俺が放った広範囲殲滅用スライム爆弾。その効果は絶大だった。
黒い粘液が付着したゴーレムたちは、まずその装甲をアシッド成分によって溶かされ、次いで内部のコアが爆発成分によって誘爆を起こした。一体の爆発が隣のゴーレムを巻き込み、それがさらに次のゴーレムへと連鎖していく。
闘技場は、阿鼻叫喚の地獄絵図と化した。
数分後、爆発が完全に収まった時、あれほどひしめき合っていたゴーレム軍団は、そのほとんどが黒焦げの残骸と化して沈黙していた。
「……うそでしょ」
リオが、その信じられない光景を前に呆然と呟いた。
「あんなにいたゴーレムが……一瞬で……」
「……お前というやつは、本当に私の常識を破壊してくれる」
カエデもレイピアを握りしめたまま、言葉を失っていた。
俺は少しだけ顔を引きつらせていた。自分でも、ここまで派手な結果になるとは思っていなかったのだ。
「い、一掃、完了です」
俺たちが辛くも勝利を確信した、その時だった。
闘技場の奥。今まで閉ざされていた巨大な扉が、ギギギ…と重い音を立ててゆっくりと開き始めた。
『……見事だ、知恵ある者たちよ。その力、確かに認めよう』
大賢者の声が頭の中に響く。
『だが、汝らが本当に我が叡智を受け継ぐに値するか。最後に見極めさせてもらう』
『第二階層の主にして、我が知識を守りし塔の守護者。その試練を、乗り越えてみせよ』
扉の奥から、冷たく禍々しい気配が霧のように流れ出してきた。それは今まで戦ってきたどのモンスターとも違う、死そのものを凝縮したかのような絶対的な負のオーラ。
「マスター、これは……!」
ゴブが怯えたように俺のローブにすがりつく。
やがて闇の奥から、一つの人影がゆっくりと姿を現した。
それは、かつては高貴な魔術師だったであろう豪奢なローブを纏った、一体の骸骨だった。その空ろな眼窩には青白い鬼火が妖しく燃え盛っている。その手には髑髏が飾られた黒檀の杖。
【アークリッチ Lv.55】
アンデッドの王。死してなお生前の強大な魔力を留め、さらなる邪悪な力を手に入れた最上位の亡者。そのレベルはグリフォンをも上回っていた。
「……ついに大物のお出まし、か」
カエデの表情に緊張が走る。
アークリッチは何も語らない。ただ、その黒檀の杖を静かにこちらへと向けた。
すると、俺たちが先ほど破壊したゴーレムの残骸が、ガタガタと音を立てて動き始めた。残骸に邪悪な紫色の光が宿り、それらは新たな命を得て再び立ち上がる。
ネクロマンシー。死者を操る禁断の魔法。
ゴーレムたちは、もはや機械の兵士ではない。アークリッチに魂を縛られたアンデッド軍団へと変貌を遂げていた。
「死者を操るだと!? なんて忌まわしい!」
聖騎士であるカエデが嫌悪に顔を歪める。
「マスター、ゴーレムの数がさっきよりも多いです!」
ゴブの言う通り、破壊された残骸だけでなく闘技場の壁や床からも、新たなアンデッドモンスターたちが次々と湧き出してくる。
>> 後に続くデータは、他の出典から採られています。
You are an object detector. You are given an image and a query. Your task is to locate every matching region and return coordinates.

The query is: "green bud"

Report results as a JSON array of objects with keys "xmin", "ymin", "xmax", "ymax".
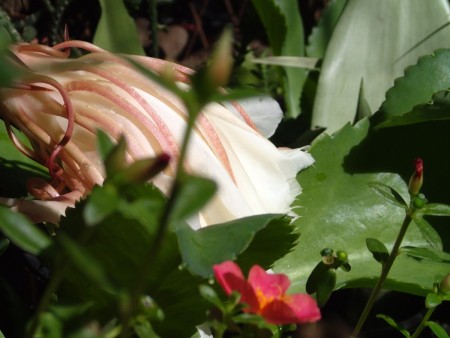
[
  {"xmin": 409, "ymin": 158, "xmax": 423, "ymax": 196},
  {"xmin": 439, "ymin": 273, "xmax": 450, "ymax": 295},
  {"xmin": 208, "ymin": 29, "xmax": 234, "ymax": 87},
  {"xmin": 320, "ymin": 248, "xmax": 333, "ymax": 257},
  {"xmin": 413, "ymin": 194, "xmax": 428, "ymax": 209},
  {"xmin": 336, "ymin": 250, "xmax": 348, "ymax": 262}
]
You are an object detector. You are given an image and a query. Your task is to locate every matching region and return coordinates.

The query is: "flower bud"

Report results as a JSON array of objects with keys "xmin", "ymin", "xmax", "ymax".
[
  {"xmin": 439, "ymin": 273, "xmax": 450, "ymax": 294},
  {"xmin": 409, "ymin": 158, "xmax": 423, "ymax": 196},
  {"xmin": 208, "ymin": 29, "xmax": 233, "ymax": 87}
]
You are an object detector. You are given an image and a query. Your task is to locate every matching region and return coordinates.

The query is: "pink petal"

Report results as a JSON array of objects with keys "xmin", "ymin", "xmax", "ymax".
[
  {"xmin": 261, "ymin": 294, "xmax": 321, "ymax": 325},
  {"xmin": 213, "ymin": 261, "xmax": 259, "ymax": 312},
  {"xmin": 248, "ymin": 265, "xmax": 291, "ymax": 300}
]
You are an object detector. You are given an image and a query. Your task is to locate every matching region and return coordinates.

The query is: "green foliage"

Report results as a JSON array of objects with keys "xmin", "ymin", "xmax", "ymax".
[
  {"xmin": 0, "ymin": 206, "xmax": 51, "ymax": 255},
  {"xmin": 312, "ymin": 0, "xmax": 450, "ymax": 133},
  {"xmin": 274, "ymin": 120, "xmax": 450, "ymax": 295},
  {"xmin": 94, "ymin": 0, "xmax": 145, "ymax": 55},
  {"xmin": 252, "ymin": 0, "xmax": 306, "ymax": 118}
]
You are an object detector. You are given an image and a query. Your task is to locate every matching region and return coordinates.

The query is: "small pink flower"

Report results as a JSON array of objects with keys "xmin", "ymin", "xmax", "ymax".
[{"xmin": 213, "ymin": 261, "xmax": 321, "ymax": 325}]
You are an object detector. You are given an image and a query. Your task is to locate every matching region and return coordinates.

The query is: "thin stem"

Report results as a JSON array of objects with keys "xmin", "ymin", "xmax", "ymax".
[
  {"xmin": 411, "ymin": 307, "xmax": 436, "ymax": 338},
  {"xmin": 120, "ymin": 107, "xmax": 201, "ymax": 338},
  {"xmin": 26, "ymin": 259, "xmax": 67, "ymax": 338},
  {"xmin": 351, "ymin": 208, "xmax": 413, "ymax": 338}
]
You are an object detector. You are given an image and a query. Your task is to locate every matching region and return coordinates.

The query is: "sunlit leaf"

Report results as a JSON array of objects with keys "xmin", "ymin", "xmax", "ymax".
[
  {"xmin": 401, "ymin": 246, "xmax": 450, "ymax": 263},
  {"xmin": 273, "ymin": 120, "xmax": 450, "ymax": 295},
  {"xmin": 306, "ymin": 0, "xmax": 348, "ymax": 58},
  {"xmin": 369, "ymin": 182, "xmax": 408, "ymax": 209},
  {"xmin": 252, "ymin": 0, "xmax": 306, "ymax": 117},
  {"xmin": 312, "ymin": 0, "xmax": 450, "ymax": 133},
  {"xmin": 381, "ymin": 48, "xmax": 450, "ymax": 118},
  {"xmin": 413, "ymin": 215, "xmax": 442, "ymax": 250},
  {"xmin": 94, "ymin": 0, "xmax": 145, "ymax": 55},
  {"xmin": 377, "ymin": 314, "xmax": 411, "ymax": 337},
  {"xmin": 366, "ymin": 238, "xmax": 389, "ymax": 263},
  {"xmin": 177, "ymin": 214, "xmax": 280, "ymax": 277},
  {"xmin": 0, "ymin": 206, "xmax": 52, "ymax": 255}
]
スケルトン兵士、ゾンビ、そして宙を舞う亡霊レイス。その数は瞬く間に百を超えた。
「これは……!」
俺たちは再び、数の暴力の前に立たされていた。しかも今度の敵はアンデッド。生半可な攻撃では、倒してもすぐに再生してしまう厄介な相手だ。
「私が前に出る! ユー、リオ、ゴブ! 本体のアークリッチを叩け! あいつを倒さない限り、この軍団は無限に湧き続けるぞ!」
カエデが叫び、アンデッドの津波へと一人で突っ込んでいく。
その剣技は聖なる光を纏い、アンデッドたちを次々と浄化していく。だが、倒しても倒しても敵の数は減らない。
「ゴブ、アークリッチに魔法を!」
「はい! ファイアボール!」
ゴブの火球がアークリッチへと飛んでいく。
だが、アークリッチは杖を軽く一振りしただけ。その前に黒い霧の壁が出現し、火球をいともたやすく吸収してしまった。
「魔法障壁か! なら!」
俺は物理攻撃を得意とするスライムを召喚し、アークリッチへと向かわせる。
だが、スライムたちがアークリッチにたどり着く前に、地面から突き出した無数の骨の槍がスライムたちを串刺しにしてしまった。
「くそっ、近づけない!」
アークリッチは自らは一歩も動かず、アンデッド軍団と防御魔法だけで俺たちの攻撃を完璧に捌いている。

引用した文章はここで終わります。